5. He Prosecuted KKK Members as a U.S. Attorney, & Has Been Vocal About His Distaste for White Supremacists

On his campaign website, Jones recalls cutting class during his second year of law school so he could go watch the trial of a Klansman who bombed an African-American church 14 years prior, killing four children and wounding four others.

“That was 1977 – the first time I saw real, inspiring change in the cards for Alabama,” writes Jones. Four Klansmen were involved in the bombing, but only one was convicted. The case was reopened in 1980 and 1988, but those investigations did not result in any indictments.
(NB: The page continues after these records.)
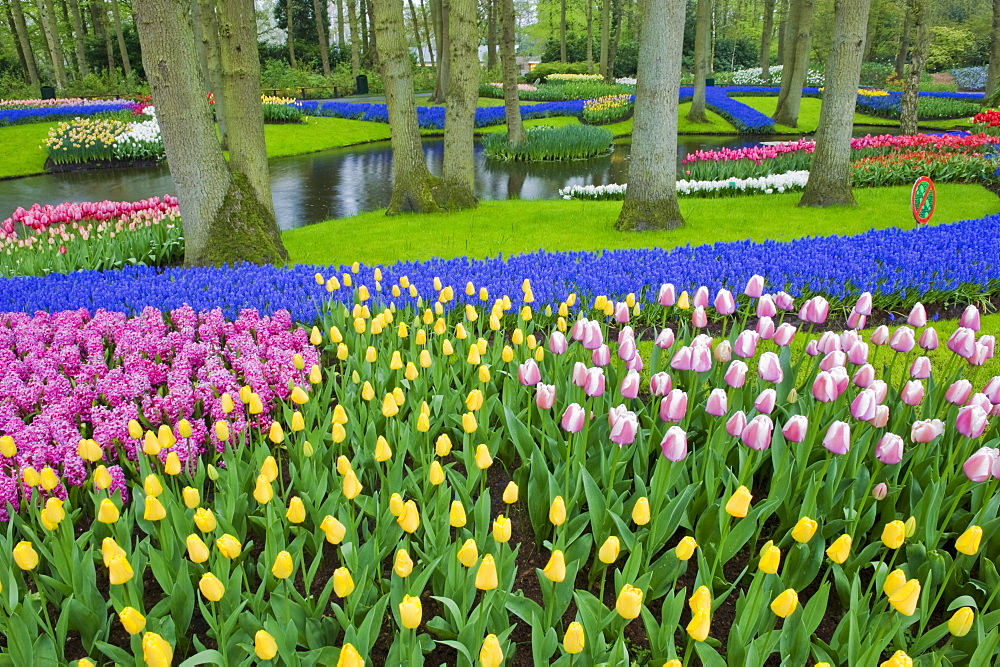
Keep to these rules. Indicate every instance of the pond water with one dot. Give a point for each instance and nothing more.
(345, 181)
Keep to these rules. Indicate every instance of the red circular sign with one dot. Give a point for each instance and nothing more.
(923, 199)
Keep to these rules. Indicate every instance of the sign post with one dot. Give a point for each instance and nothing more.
(923, 200)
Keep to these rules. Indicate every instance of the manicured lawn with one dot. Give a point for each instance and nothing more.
(23, 154)
(513, 227)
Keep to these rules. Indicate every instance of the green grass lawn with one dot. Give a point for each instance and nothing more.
(513, 227)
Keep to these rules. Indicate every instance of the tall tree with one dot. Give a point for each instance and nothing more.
(223, 219)
(651, 197)
(702, 53)
(765, 40)
(22, 38)
(458, 172)
(908, 106)
(508, 60)
(798, 42)
(830, 173)
(413, 186)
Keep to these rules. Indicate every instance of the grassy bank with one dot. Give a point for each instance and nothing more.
(513, 227)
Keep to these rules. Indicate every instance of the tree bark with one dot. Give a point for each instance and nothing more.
(413, 187)
(22, 39)
(123, 50)
(223, 219)
(81, 48)
(793, 77)
(909, 105)
(702, 47)
(830, 172)
(458, 174)
(324, 42)
(51, 31)
(508, 59)
(651, 197)
(765, 40)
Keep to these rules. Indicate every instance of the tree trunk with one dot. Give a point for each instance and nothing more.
(324, 42)
(702, 46)
(796, 63)
(993, 72)
(352, 16)
(81, 48)
(51, 31)
(222, 217)
(413, 186)
(830, 172)
(123, 50)
(909, 105)
(651, 197)
(508, 59)
(208, 31)
(458, 174)
(765, 40)
(22, 39)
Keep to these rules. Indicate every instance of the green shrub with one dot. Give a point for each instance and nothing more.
(572, 142)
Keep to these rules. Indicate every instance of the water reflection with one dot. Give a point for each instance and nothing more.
(342, 182)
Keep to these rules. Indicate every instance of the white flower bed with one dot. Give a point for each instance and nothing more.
(775, 183)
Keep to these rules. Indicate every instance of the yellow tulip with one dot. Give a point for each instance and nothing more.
(804, 530)
(264, 645)
(197, 549)
(629, 602)
(786, 603)
(573, 640)
(156, 652)
(501, 529)
(739, 503)
(409, 520)
(132, 620)
(211, 587)
(283, 566)
(555, 569)
(486, 576)
(25, 555)
(961, 621)
(640, 511)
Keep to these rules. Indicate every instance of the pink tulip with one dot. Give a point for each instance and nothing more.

Two decades later, after he was appointed U.S. attorney, Jones re-opened the case and charged two of the remaining three men with first-degree murder; the third was already deceased. Both men were ultimately convicted and sentenced to life in prison.

Jones has often spoken of the experience while on the campaign trail, lauding it as one of his most triumphant moments at the Justice Department.

“It took a long time for Birmingham to come to grips with the fact that liberty and justice is really for all,” said Jones at the time of the convictions.

The Democrat has not shied away from speaking about his beliefs regarding racial equality. After a young woman was killed at an alt-right rally in Charlottesville, Virginia, in August, Jones tweeted: “We must stop using the term “white nationalists.” They are not patriots, but bigoted white supremacists. Call them what they are!”